Readers outside the United States may not be aware of the growing pet food poisoning scare that’s been happening in America and Canada.

To cut a long story short it appears that rat poison has been found in some pet foods coming from a single source: Menu Foods in Canada.

The affected dog and cat foods include major brand names such as Iams, Nutro and Eukanuba, as well as own-label products in US retailers like Walmart and Safeway.

To give an idea of the scope of this recall: the Petconnection website is reporting 48 dog food brands and 40 cat food brands are affected – more than 60 million containers in all. The latest update on deceased pets on the same site shows that 2,300 pets are reported as having died from consuming the affected food.

The interesting thing here is that the whole sorry saga has ripped away much of the brand equity of the big brands involved.

Many of the brands involved will have spent large sums of money creating a brand – a persona for their product that differentiates it from its competitors.

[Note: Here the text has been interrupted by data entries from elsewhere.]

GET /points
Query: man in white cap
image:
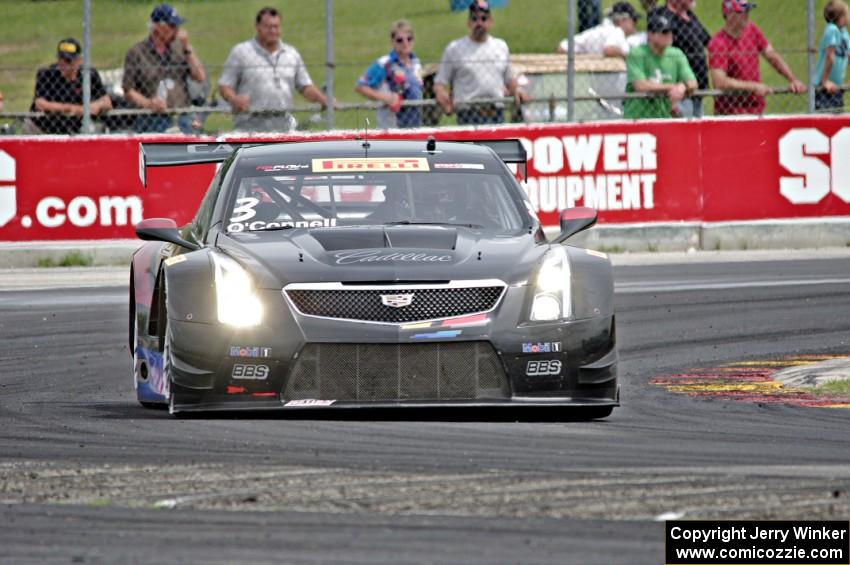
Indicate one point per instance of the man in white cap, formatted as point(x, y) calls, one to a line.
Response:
point(476, 67)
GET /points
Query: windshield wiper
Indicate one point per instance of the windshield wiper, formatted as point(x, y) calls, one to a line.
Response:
point(418, 223)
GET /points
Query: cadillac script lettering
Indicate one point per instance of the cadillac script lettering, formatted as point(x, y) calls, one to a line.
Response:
point(396, 300)
point(348, 258)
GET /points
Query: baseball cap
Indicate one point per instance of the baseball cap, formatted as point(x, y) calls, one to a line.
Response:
point(624, 8)
point(479, 6)
point(739, 6)
point(166, 14)
point(69, 48)
point(658, 24)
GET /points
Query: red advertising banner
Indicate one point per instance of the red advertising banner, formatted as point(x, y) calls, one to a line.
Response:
point(64, 188)
point(776, 168)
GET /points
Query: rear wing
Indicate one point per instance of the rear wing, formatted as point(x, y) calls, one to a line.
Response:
point(510, 151)
point(176, 154)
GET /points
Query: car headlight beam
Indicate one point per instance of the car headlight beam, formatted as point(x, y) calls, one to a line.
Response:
point(552, 296)
point(238, 304)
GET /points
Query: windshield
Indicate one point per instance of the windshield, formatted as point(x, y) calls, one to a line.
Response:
point(266, 201)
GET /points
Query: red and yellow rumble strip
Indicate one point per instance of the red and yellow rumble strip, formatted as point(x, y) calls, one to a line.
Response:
point(752, 381)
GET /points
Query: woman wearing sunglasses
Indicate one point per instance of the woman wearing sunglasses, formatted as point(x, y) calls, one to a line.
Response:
point(394, 78)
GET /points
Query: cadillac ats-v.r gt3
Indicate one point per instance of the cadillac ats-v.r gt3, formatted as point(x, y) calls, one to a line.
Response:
point(368, 274)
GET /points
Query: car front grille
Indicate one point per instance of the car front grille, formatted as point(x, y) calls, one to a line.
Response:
point(397, 372)
point(368, 304)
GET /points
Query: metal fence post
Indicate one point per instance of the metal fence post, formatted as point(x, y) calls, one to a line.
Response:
point(87, 127)
point(810, 54)
point(329, 64)
point(571, 65)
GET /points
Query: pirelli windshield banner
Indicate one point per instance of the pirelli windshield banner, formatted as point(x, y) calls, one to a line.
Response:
point(670, 171)
point(764, 542)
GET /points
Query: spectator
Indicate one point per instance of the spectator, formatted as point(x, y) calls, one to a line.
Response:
point(610, 38)
point(832, 63)
point(658, 68)
point(156, 70)
point(734, 62)
point(476, 67)
point(59, 93)
point(589, 14)
point(261, 74)
point(394, 78)
point(691, 37)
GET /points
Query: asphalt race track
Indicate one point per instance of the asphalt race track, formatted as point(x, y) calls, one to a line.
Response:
point(88, 476)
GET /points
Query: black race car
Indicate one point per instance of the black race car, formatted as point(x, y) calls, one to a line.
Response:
point(352, 274)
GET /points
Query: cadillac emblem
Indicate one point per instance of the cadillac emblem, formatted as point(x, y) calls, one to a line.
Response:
point(396, 300)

But the revelation that all these brands come from a single source will make customers question how differentiated the products truly are. It’s quite likely that all the brands have different formulations, but I suspect this detail will be lost on the majority of consumers.

The lesson for brand owners is that while companies can create brand images, the provenance and reality of their products needs to be genuine to the image they create.

Consumers are demanding transparency in brands more than ever before.

Some of the most successful new brands launched in the past few years, such as fruit smoothie brand Innocent, seem to be those that transparently prove the values in their words and deeds.

Brands can’t get away will pulling off a customer con trick in their marketing or public relations any more. Consumers will find out if brands aren’t what they seem, and the internet means that once that’s been discovered the news spreads fast.